EL SHOW DE LA MUERTE





”¿Acaso no sabemos que la destrucción gratuita y fanática está siempre en nuestro futuro como especie?”




No he querido ver los vídeos atroces de los periodistas estadounidenses decapitados por esos salvajes del Estado Islamista. Cuando escribo una novela o un ensayo sobre crímenes, hago un esfuerzo por crear algo que tenga un sentido (el lector juzgará si lo consigo), y en ambos casos es mostrar, en la literatura o en la realidad, cómo piensa y actúa un asesino. Pero en la ordalía genocida de estos desalmados no hay nada que explicar: sus actos les describen. Es fanatismo y odio, estupidez bruta y miseria espiritual; es, en una palabra, la negación de todo lo que la cultura ha labrado arduamente en los pocos cientos de años que alberga la civilización.
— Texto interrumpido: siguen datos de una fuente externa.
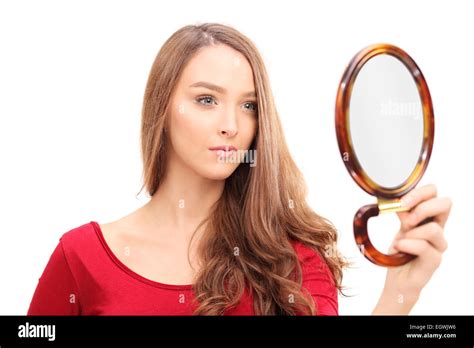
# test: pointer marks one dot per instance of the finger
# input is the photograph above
(428, 256)
(418, 195)
(438, 208)
(431, 232)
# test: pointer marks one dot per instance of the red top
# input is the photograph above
(84, 277)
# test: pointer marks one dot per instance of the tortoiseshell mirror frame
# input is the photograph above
(388, 198)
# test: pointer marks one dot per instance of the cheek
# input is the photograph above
(188, 131)
(249, 131)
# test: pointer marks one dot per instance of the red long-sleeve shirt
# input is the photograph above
(84, 277)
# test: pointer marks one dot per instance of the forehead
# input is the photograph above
(220, 65)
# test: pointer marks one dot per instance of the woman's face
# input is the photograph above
(214, 104)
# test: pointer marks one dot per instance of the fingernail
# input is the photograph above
(406, 201)
(413, 217)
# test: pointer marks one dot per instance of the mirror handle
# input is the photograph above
(365, 245)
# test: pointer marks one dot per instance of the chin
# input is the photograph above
(217, 172)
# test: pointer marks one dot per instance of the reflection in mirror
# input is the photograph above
(386, 120)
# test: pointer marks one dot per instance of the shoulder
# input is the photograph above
(308, 255)
(78, 236)
(80, 241)
(317, 278)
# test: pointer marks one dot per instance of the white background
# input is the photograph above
(72, 77)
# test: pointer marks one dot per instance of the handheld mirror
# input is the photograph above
(385, 132)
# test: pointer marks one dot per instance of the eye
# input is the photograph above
(251, 106)
(206, 100)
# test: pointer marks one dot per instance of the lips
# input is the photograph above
(223, 148)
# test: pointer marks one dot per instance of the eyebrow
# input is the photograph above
(219, 89)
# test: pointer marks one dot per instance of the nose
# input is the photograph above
(228, 125)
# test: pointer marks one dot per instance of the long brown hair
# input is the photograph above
(262, 208)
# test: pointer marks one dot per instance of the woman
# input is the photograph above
(225, 231)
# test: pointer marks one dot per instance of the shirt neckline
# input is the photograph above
(129, 271)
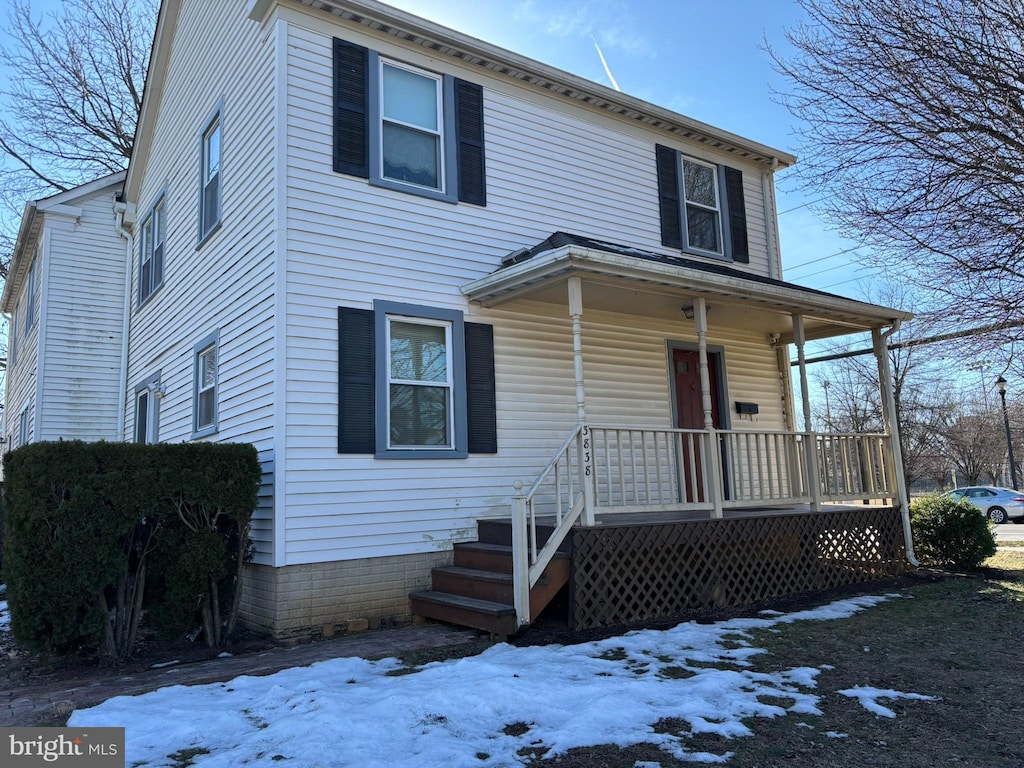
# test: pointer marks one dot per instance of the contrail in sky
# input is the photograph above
(607, 70)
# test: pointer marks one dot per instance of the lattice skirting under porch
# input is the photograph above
(631, 573)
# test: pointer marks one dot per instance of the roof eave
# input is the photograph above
(512, 282)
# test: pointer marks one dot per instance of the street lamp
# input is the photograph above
(1000, 384)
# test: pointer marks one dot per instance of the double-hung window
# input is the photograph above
(210, 177)
(406, 128)
(701, 206)
(152, 256)
(24, 428)
(412, 142)
(415, 382)
(420, 383)
(205, 390)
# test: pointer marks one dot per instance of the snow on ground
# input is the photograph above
(868, 698)
(478, 711)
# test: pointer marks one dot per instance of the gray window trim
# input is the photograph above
(450, 190)
(215, 117)
(160, 200)
(152, 385)
(723, 211)
(722, 379)
(383, 309)
(210, 340)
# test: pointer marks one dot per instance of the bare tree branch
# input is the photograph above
(73, 97)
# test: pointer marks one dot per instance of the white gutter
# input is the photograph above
(120, 209)
(773, 243)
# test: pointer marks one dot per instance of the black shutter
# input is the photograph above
(668, 196)
(480, 408)
(737, 215)
(356, 416)
(351, 114)
(469, 135)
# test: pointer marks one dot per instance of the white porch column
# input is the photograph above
(713, 457)
(811, 448)
(585, 445)
(891, 421)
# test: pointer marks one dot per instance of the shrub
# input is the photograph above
(88, 526)
(950, 531)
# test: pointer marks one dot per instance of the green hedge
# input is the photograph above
(97, 534)
(950, 530)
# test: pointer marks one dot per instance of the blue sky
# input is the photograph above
(701, 58)
(698, 57)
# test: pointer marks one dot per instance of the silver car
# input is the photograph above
(998, 505)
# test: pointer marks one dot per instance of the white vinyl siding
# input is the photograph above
(228, 282)
(381, 245)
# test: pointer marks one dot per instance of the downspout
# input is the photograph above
(885, 374)
(768, 202)
(119, 209)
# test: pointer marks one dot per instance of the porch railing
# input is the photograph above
(626, 469)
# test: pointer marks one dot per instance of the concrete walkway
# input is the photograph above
(46, 704)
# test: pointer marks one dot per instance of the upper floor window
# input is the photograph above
(152, 253)
(416, 382)
(406, 128)
(412, 145)
(210, 178)
(704, 219)
(701, 206)
(205, 390)
(30, 296)
(24, 427)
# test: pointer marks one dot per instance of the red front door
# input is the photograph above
(689, 411)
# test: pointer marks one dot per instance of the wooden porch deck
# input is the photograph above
(640, 566)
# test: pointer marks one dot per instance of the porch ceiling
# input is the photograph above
(633, 282)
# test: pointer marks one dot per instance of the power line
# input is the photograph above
(802, 205)
(822, 258)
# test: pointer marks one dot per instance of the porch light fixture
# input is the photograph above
(1000, 384)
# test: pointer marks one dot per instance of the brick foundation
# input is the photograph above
(321, 599)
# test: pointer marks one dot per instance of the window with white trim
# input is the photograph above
(701, 207)
(205, 395)
(420, 383)
(412, 126)
(24, 430)
(152, 253)
(210, 177)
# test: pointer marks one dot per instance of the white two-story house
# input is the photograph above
(436, 283)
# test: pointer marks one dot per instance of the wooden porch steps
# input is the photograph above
(477, 591)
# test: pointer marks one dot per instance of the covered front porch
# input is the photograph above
(712, 463)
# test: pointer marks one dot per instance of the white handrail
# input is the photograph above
(632, 469)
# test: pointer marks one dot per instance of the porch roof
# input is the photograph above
(630, 280)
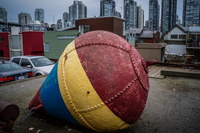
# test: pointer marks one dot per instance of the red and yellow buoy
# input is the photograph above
(99, 82)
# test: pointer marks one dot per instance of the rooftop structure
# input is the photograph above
(154, 15)
(168, 15)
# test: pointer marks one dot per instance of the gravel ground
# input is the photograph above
(172, 107)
Estos crímenes, por otra parte, se crean en una mixtura con la sociedad de la información y el mundo globalizado: se hacen para ser vistos por todo el mundo, para infectar viralmente las emociones y la memoria de los millones de ciudadanos que los observan o que tienen conocimiento de ellos. Es la expansión del terror puro y duro y, a semejanza del cuidado diseño de los videojuegos, cuida la puesta en escena para captar el interés de los espectadores acostumbrados al espectáculo sensacional y novedoso, atraído como una mosca a la miel del crimen, repelido por él pero siempre susceptible ante la muerte, fascinado ante todo lo que nos lleva al más allá.
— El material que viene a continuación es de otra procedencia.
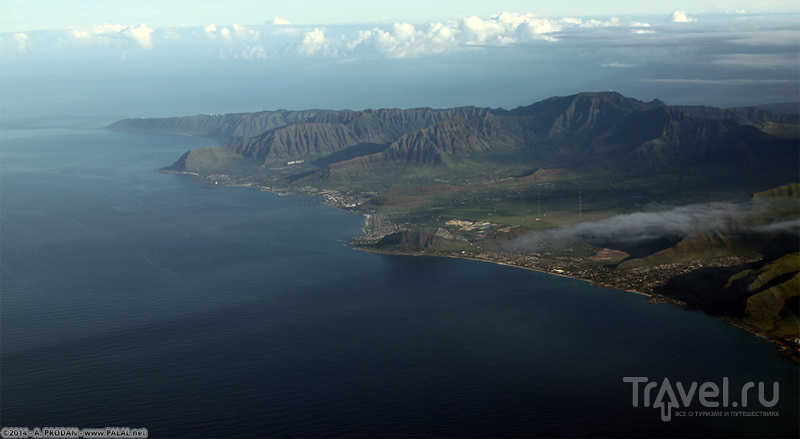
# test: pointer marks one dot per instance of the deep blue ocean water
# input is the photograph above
(140, 299)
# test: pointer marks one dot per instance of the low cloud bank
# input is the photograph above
(675, 224)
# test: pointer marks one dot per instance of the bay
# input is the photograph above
(140, 299)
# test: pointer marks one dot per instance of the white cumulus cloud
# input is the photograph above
(402, 40)
(101, 34)
(680, 17)
(140, 34)
(314, 42)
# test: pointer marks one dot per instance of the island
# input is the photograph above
(691, 205)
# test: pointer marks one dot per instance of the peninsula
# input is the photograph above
(692, 205)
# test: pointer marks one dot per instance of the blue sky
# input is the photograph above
(154, 58)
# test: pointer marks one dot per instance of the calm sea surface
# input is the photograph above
(137, 299)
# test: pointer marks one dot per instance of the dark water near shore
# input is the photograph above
(139, 299)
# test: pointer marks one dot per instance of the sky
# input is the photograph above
(115, 58)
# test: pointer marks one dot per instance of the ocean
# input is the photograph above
(131, 298)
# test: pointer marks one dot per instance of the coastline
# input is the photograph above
(785, 349)
(333, 199)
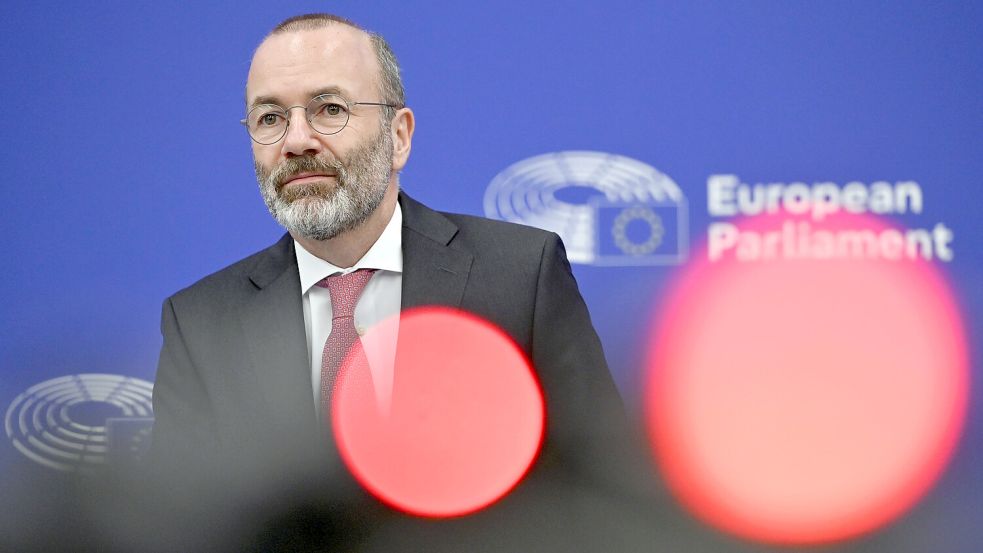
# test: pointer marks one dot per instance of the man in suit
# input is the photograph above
(238, 391)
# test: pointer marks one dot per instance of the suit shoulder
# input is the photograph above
(503, 230)
(232, 278)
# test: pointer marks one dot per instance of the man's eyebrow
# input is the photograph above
(317, 92)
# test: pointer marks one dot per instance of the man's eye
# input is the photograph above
(332, 110)
(269, 119)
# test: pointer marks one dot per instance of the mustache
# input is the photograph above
(304, 164)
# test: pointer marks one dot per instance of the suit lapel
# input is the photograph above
(433, 272)
(273, 324)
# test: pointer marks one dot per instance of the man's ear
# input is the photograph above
(402, 134)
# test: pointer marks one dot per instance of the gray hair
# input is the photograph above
(390, 81)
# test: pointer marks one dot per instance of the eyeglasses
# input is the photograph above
(327, 114)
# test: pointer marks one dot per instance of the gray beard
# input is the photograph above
(324, 210)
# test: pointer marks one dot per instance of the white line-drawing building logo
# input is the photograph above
(76, 422)
(608, 209)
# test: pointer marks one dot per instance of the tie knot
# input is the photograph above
(345, 290)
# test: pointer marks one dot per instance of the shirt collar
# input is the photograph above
(385, 255)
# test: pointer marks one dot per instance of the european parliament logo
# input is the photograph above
(77, 422)
(610, 210)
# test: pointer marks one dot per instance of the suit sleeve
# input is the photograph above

Hace unos días se publicó la noticia de que los neardenthales ya disponían de pensamiento simbólico, al catalogarse un dibujo labrado en roca de hace 40.000 años en una cueva de Marruecos como auténtico. Es una gran noticia: parece que la especie antecesora de la nuestra (el homo sapiens) era ‘más humano’ de lo que hasta ahora se creía. Pero este hecho sólo nos habla, quizás, de cuando comenzó a existir el sujeto con los atributos humanos propios de la Razón, como la imaginación; nada nos dice que ese proceso tenga un final, es decir, de si se alcanzará —o cuándo—el estado en el que el ser humano se comportará, definitivamente, como un ser racional de acuerdo a como universalmente entendemos esta idea.
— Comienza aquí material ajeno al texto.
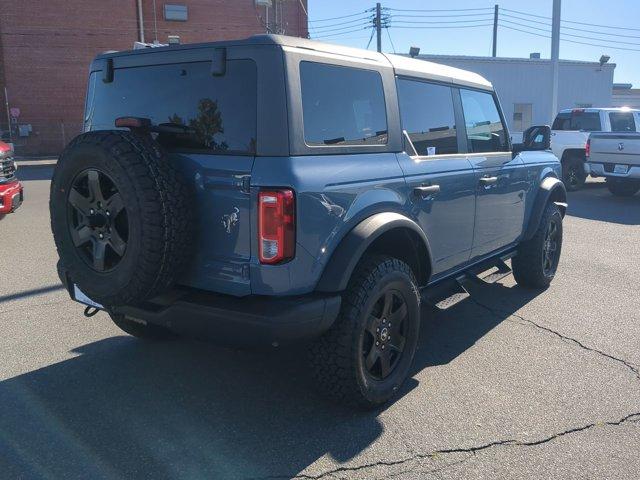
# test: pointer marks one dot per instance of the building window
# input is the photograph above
(177, 13)
(521, 116)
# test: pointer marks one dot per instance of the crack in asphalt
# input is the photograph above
(496, 312)
(632, 417)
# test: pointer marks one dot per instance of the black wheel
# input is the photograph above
(145, 331)
(537, 259)
(573, 174)
(365, 357)
(121, 217)
(623, 187)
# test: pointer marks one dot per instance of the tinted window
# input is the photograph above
(212, 114)
(578, 120)
(485, 131)
(622, 122)
(342, 105)
(427, 116)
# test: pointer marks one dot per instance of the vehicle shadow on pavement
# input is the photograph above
(125, 408)
(595, 202)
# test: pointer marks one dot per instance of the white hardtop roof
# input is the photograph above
(436, 71)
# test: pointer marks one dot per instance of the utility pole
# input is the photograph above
(379, 26)
(495, 30)
(555, 55)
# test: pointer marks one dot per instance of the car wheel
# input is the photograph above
(537, 259)
(573, 174)
(121, 217)
(366, 355)
(622, 187)
(142, 330)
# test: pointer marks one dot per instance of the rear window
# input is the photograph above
(211, 114)
(622, 122)
(342, 105)
(578, 120)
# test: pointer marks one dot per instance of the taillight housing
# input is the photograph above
(276, 225)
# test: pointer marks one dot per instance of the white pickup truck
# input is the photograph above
(615, 156)
(570, 132)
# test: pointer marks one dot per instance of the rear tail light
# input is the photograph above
(276, 225)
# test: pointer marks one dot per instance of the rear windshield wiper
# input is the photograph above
(144, 123)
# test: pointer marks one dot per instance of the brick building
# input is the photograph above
(46, 48)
Entonces, al contemplar esas acciones dantescas, es cuando me viene la duda: ¿Podrá triunfar la Razón algún día en un sentido planetario? ¿Acaso no sabemos que la destrucción gratuita y fanática está siempre con nosotros, como una posibilidad —dormida o activa, pero siempre real— de nuestro futuro como especie? Conmueve en ese califato del horror la afirmación de un pueblo —¡y de una religión!— a través de una orgía de sangre ornamentada con soflamas de conquista; la gente luce feliz con sus cabezas cortadas. Qué lejos quedan esos trazos en la roca de Marruecos, nada menos que 40.000 años; pero también qué cerca está el hombre que lo hizo del actual en muchos lugares de este mundo.